Scavinio’s patience has been tested by the band’s fans. Described by Dee Vincent as nutters and murderers, Scavinio has seen the figures, the insurance claims and costs for damage. The insurance premiums to cover a single Toten Herzen event can swallow over ten percent of the takings, which in the modern music industry where concert receipts are the lifeblood of a band’s existence, can be financially debilitating. “It frustrates me, but what frustrates me more is the way the band refuse to take responsibility for it. I said to Rob Wallet they’re nothing without the fans, without the bullshit, so it’s a difficult issue for them to deal with, but I wish they’d make more effort. No one’s suggesting they turn into The Osmonds, but a quiet word now and again, a hint, a subtle threat, something to defuse the situation when things get tense.”

Does he think the rivalry with Belarussian band There Will be Blood comes at a bad time? “Not really. It’s not like soccer where two sets of supporters come together. Perhaps if the two bands ever play the same city on the same evening there might be risk of open warfare, but we’ll cross that bridge when we get to it. If you ask me, before that happens one or both bands will be long gone.”

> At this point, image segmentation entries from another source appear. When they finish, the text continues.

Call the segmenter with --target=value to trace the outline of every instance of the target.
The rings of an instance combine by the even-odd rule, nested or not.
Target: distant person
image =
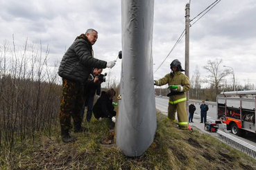
[[[201,122],[200,123],[205,123],[207,122],[206,117],[209,107],[206,104],[205,104],[205,101],[202,102],[202,104],[200,105],[200,108],[201,109]]]
[[[106,62],[94,58],[92,46],[98,39],[98,32],[88,29],[85,34],[77,37],[64,55],[58,75],[62,77],[62,97],[60,103],[60,123],[64,142],[73,142],[76,138],[69,135],[73,118],[75,132],[86,131],[81,126],[83,100],[83,84],[87,80],[92,68],[112,68],[114,62]]]
[[[94,105],[94,100],[95,96],[95,92],[96,95],[101,95],[101,84],[102,83],[101,79],[99,79],[99,75],[102,73],[102,68],[93,68],[92,74],[89,75],[88,80],[85,83],[84,88],[84,99],[85,102],[83,104],[81,117],[83,118],[85,114],[85,108],[87,107],[87,111],[86,114],[86,121],[89,122],[92,115],[92,108]],[[99,98],[98,97],[98,98]],[[98,99],[97,98],[97,99]]]
[[[113,88],[108,89],[106,92],[101,92],[101,97],[94,106],[93,112],[95,118],[109,118],[115,122],[117,113],[114,111],[112,100],[116,95],[116,91]]]
[[[187,129],[187,115],[186,111],[186,91],[190,88],[190,83],[187,75],[181,72],[185,71],[181,67],[181,63],[174,59],[170,64],[171,72],[164,77],[154,80],[155,85],[163,86],[167,84],[169,86],[168,117],[167,119],[176,122],[175,114],[177,111],[178,124],[180,129]]]
[[[194,102],[191,102],[191,104],[189,105],[189,122],[191,123],[194,123],[193,122],[193,117],[194,117],[194,113],[195,113],[195,111],[196,110],[195,105],[194,105]]]

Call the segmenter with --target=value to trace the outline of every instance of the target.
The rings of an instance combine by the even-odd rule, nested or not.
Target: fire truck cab
[[[216,99],[218,120],[235,135],[256,133],[255,97],[256,91],[222,92]]]

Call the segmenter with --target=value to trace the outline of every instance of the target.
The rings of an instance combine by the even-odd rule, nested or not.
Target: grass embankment
[[[93,119],[84,125],[89,132],[72,133],[76,142],[63,143],[56,131],[51,139],[41,136],[33,144],[6,151],[0,169],[256,169],[253,158],[198,131],[180,130],[160,113],[154,142],[139,158],[101,144],[112,140],[110,121]]]

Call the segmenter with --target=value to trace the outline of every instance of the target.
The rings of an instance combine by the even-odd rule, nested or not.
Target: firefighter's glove
[[[115,123],[116,122],[116,117],[112,117],[112,122],[113,122],[114,123]]]
[[[114,66],[114,65],[116,64],[116,63],[114,62],[109,62],[107,63],[107,67],[108,68],[112,68],[113,66]]]
[[[180,92],[183,91],[183,87],[182,86],[171,85],[168,88],[169,88],[171,91],[180,91]]]
[[[171,85],[168,88],[170,88],[171,91],[176,91],[178,90],[178,86]]]

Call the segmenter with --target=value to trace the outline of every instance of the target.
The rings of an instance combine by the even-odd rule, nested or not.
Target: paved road
[[[162,111],[165,115],[167,115],[167,108],[168,108],[168,97],[155,97],[155,106],[157,109]],[[196,110],[195,111],[195,113],[194,114],[194,119],[193,122],[194,123],[189,123],[189,125],[191,126],[196,126],[197,129],[199,129],[201,130],[203,133],[210,134],[215,138],[218,138],[218,135],[216,133],[210,133],[208,131],[205,131],[205,124],[200,123],[200,104],[201,104],[201,101],[196,101],[193,100],[194,102],[194,104],[196,106]],[[207,111],[207,122],[214,122],[215,120],[216,120],[216,104],[215,102],[206,102],[205,103],[208,104],[209,106],[209,111]],[[222,124],[219,124],[219,131],[224,131],[224,128],[222,126]],[[255,147],[256,147],[256,135],[255,134],[250,133],[246,134],[246,137],[241,138],[237,135],[234,135],[231,132],[229,132],[230,135],[233,135],[234,137],[236,137],[247,143],[249,143]]]

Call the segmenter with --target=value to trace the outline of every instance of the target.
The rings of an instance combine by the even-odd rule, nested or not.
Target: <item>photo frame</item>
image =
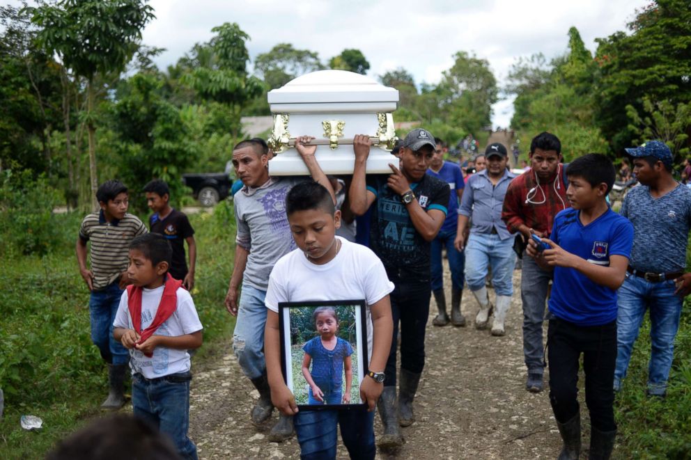
[[[366,406],[359,391],[369,364],[365,308],[364,300],[279,303],[284,379],[300,410]],[[352,379],[345,398],[348,364]],[[305,372],[322,395],[312,390]]]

One part of Toten Herzen that is long gone is their publicist Rob Wallet, sacked for reasons which are still vague and which Scavinio refuses to clarify. “It was an internal situation, there were, I believe, personal issues involved, but I was surprised when they kicked him out. There was no indication the problems ran so deep. I wish they’d told me in advance, but in retrospect they haven’t really missed him. And from what I gather he’s doing rather nicely for himself, got a big pay-off, enough to buy a boat in Monaco. I can’t afford a boat in Monaco, so maybe I should get myself sacked. Not sure what you have to do to get sacked by this band, so he must have done something fucking awful.”

By leaving, Rob Wallet won’t see the conclusion to what he started when he persuaded the band to make their comeback in 2013. The end of Toten Herzen, for whatever reason, musical differences or unwelcome sunlight, is something Scavinio refuses to acknowledge. “There’s no exit strategy I know of. No talk of a final album or a farewell tour. If the rumours are true and they are immortal the farewell tour is a long way off. I’ll be long gone.”

So he’s not a vampire either? Scavinio laughs for the first time and shakes the couch. “There are times when I wish I was, but the thought of biting into some ugly bastard’s flesh to stay alive doesn’t fill me with much enthusiasm. I’d be the first vampire to starve to death.”